E. De pensioenverplichtingen van [de derde]
5.9. Met betrekking tot de mededelingsverplichtingen van [de verkoper] ter zake van [de derde]'s pensioenverplichtingen ten aanzien van de heren [werknemer 1] en [werknemer 2]en een aantal ex-werknemers, inclusief de gestelde "backservice"-verplichtingen betreffende de heer [werknemer 1] - schadeposten (a), (b) en (g)1 op pagina's 10 en 11 van de conclusie van antwoord in conventie, tevens eis in reconventie -, overweegt de rechtbank het volgende.
5.10. Volgens de onder 2.8. aangehaalde, door [de verkoper] en [de koper] ondertekende, lijst van bescheiden waarin aan [de koper] inzage is verleend in het kader van het door haar uitgevoerde "due diligence"-onderzoek, heeft [de verkoper] aan [de koper] inzage verleend in - in ieder geval - een "convention de pension [werknemer 2]" en een "complete balance sheet" (jaarrekening) van, onder andere, [de derde] en haar dochtermaatschappij [.....] Nu de desbetreffende lijst door [de koper] zonder enig voorbehoud is ondertekend, is niet geloofwaardig de stelling van [de koper] dat zij geen kennis heeft kunnen nemen van juist díe - duidelijk genummerde - pagina van de betrokken jaarrekening waarin melding wordt gemaakt van enige door [de derde] respectievelijk haar dochtermaatschappij afgesloten - hier ter discussie staande - pensioenverzekeringen en daaruit voortvloeiende betalingsverplichtingen wegens het ontbreken van de desbetreffende pagina bij de stukken, mede in aanmerking nemende dat de betrokken jaarrekening volgens de overeenkomst ook als bijlage ("appendix 2") daaraan is gehecht. Hierbij komt, dat ook de "forecast profit and loss statement" die in kopie is overgelegd als productie 8 bij de conclusie van repliek in conventie, tevens antwoord in reconventie en die volgens [de verkoper] - door [de koper] niet bestreden - behoorde tot de stukken waarin in het kader van het "due diligence"-onderzoek aan [de koper] inzage is verleend, melding maakt van bijzondere pensioenverplichtingen (onder het kopje "extraordinary items (pensions)"). Voorts heeft de bij de onderhandelingen over de overeenkomst betrokken medewerker van KPMG verklaard - productie 11 bij de conclusie van repliek in conventie, tevens antwoord in reconventie - dat voor het aangaan van de overeenkomst aan [de koper] schriftelijk en mondeling mededeling is gedaan van pensioenverplichtingen van [de derde] ten aanzien van "relatives of Mr. [werknemer 1] (father and uncle), amongst others". Deze verklaring is door [de koper] niet weersproken. Tenslotte heeft [de koper] bij fax van 10 juli 1998 - productie 3 bij de conclusie van dupliek in reconventie - zelf gevraagd om documentatie betreffende, onder andere, "pension Mr. [werknemer 2]", zodat zij althans op deze datum met het bestaan van een pensioenverplichting in verband met [werknemer 2]bekend moet worden geacht.

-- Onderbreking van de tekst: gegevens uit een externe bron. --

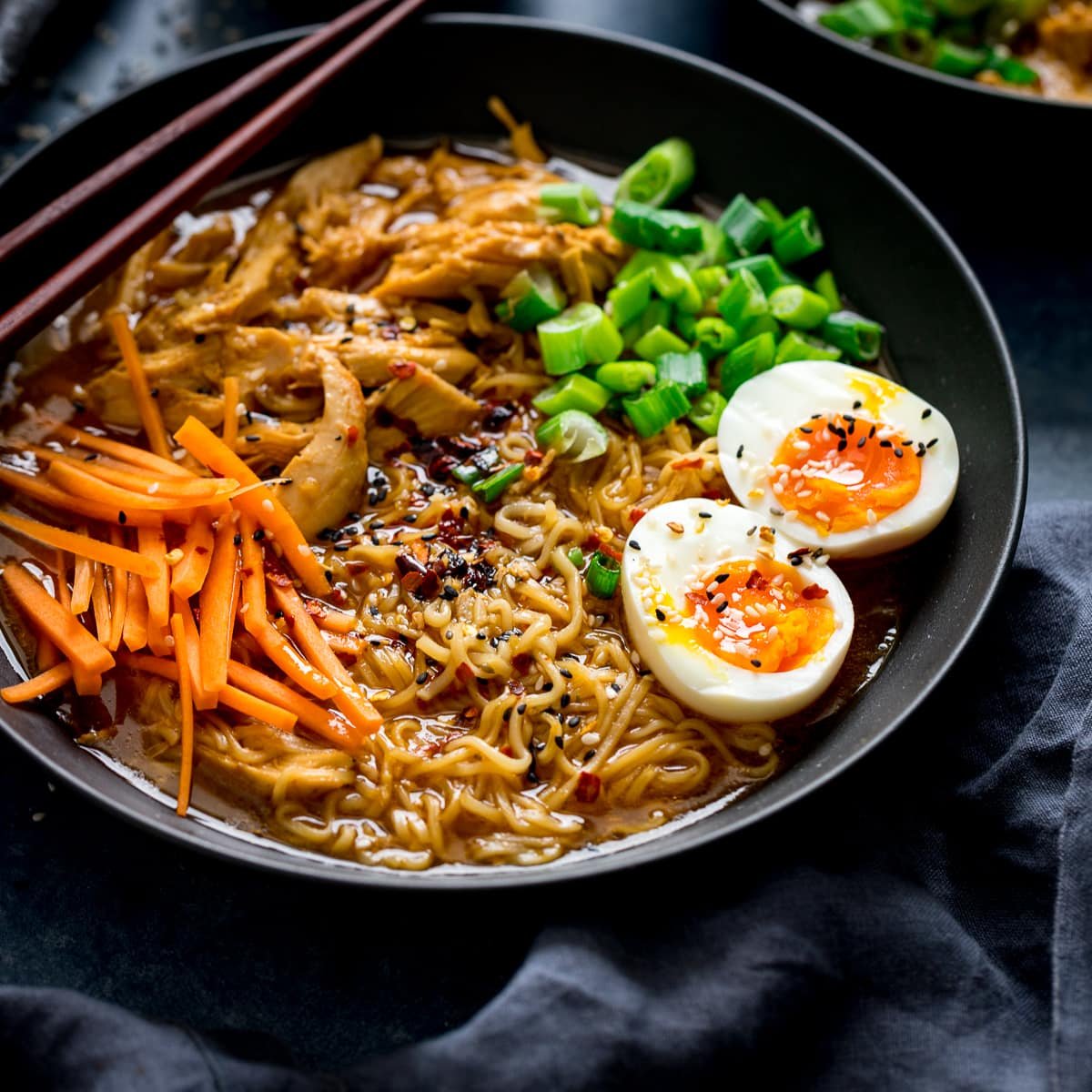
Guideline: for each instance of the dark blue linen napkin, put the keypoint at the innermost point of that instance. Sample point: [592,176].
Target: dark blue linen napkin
[925,923]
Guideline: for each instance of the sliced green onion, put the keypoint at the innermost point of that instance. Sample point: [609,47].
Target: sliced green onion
[491,487]
[713,337]
[574,435]
[954,59]
[569,202]
[800,347]
[531,298]
[626,301]
[767,271]
[827,288]
[658,314]
[711,281]
[478,467]
[860,339]
[707,412]
[572,392]
[743,300]
[660,176]
[797,238]
[626,377]
[798,307]
[687,369]
[658,341]
[653,410]
[746,225]
[771,212]
[651,228]
[860,19]
[603,576]
[581,334]
[747,360]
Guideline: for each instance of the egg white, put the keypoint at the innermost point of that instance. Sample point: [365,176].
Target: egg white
[660,562]
[764,410]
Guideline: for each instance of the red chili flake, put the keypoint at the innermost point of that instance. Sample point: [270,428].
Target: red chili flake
[588,787]
[402,369]
[688,463]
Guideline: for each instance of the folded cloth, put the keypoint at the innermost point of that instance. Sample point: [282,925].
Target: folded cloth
[924,923]
[19,23]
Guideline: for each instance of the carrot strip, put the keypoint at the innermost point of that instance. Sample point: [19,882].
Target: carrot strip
[37,687]
[119,598]
[80,544]
[327,723]
[230,432]
[66,502]
[83,577]
[135,633]
[47,616]
[76,480]
[146,404]
[124,452]
[349,698]
[230,697]
[186,703]
[260,502]
[256,620]
[202,698]
[219,599]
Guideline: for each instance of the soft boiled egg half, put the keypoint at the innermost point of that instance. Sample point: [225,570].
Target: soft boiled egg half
[839,458]
[734,620]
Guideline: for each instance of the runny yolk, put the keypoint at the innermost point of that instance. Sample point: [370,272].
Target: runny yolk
[760,615]
[841,472]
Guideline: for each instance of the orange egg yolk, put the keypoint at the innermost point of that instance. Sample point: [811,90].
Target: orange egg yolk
[841,472]
[760,615]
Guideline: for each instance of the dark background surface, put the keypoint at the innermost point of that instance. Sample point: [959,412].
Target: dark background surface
[87,904]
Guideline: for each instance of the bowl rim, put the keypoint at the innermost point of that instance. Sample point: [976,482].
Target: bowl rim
[786,10]
[268,855]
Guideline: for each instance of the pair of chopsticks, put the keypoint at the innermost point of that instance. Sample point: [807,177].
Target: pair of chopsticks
[86,270]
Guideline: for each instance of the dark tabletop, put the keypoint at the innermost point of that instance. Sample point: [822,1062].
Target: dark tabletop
[87,904]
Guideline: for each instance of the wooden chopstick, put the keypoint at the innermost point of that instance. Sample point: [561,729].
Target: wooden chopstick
[183,126]
[82,272]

5.11. Uit hetgeen zij onder 5.10. heeft overwogen trekt de rechtbank de conclusie dat [de koper]'s stelling dat [de verkoper] haar onvoldoende heeft ingelicht met betrekking tot de door [de koper] genoemde pensioenverplichtingen, feitelijke grondslag mist, althans dat de door haar aangevoerde feiten niet de conclusie wettigen dat [de verkoper] in haar desbetreffende mededelingsverplichting is tekortgeschoten. Zo [de verkoper] [de koper] al niet uitputtend mocht hebben geïnformeerd omtrent elke bijzonderheid van de door [de koper] genoemde pensioenverplichtingen, dan volgt uit het onder 5.10. overwogene dat [de verkoper] [de koper] in ieder geval dusdanig heeft ingelicht dat niet kan worden gesproken van een schending van [de verkoper]s mededelingsverplichting, zulks mede in het licht van hetgeen de rechtbank hierboven onder 5.7. en 5.8. omtrent de reikwijdte daarvan heeft overwogen.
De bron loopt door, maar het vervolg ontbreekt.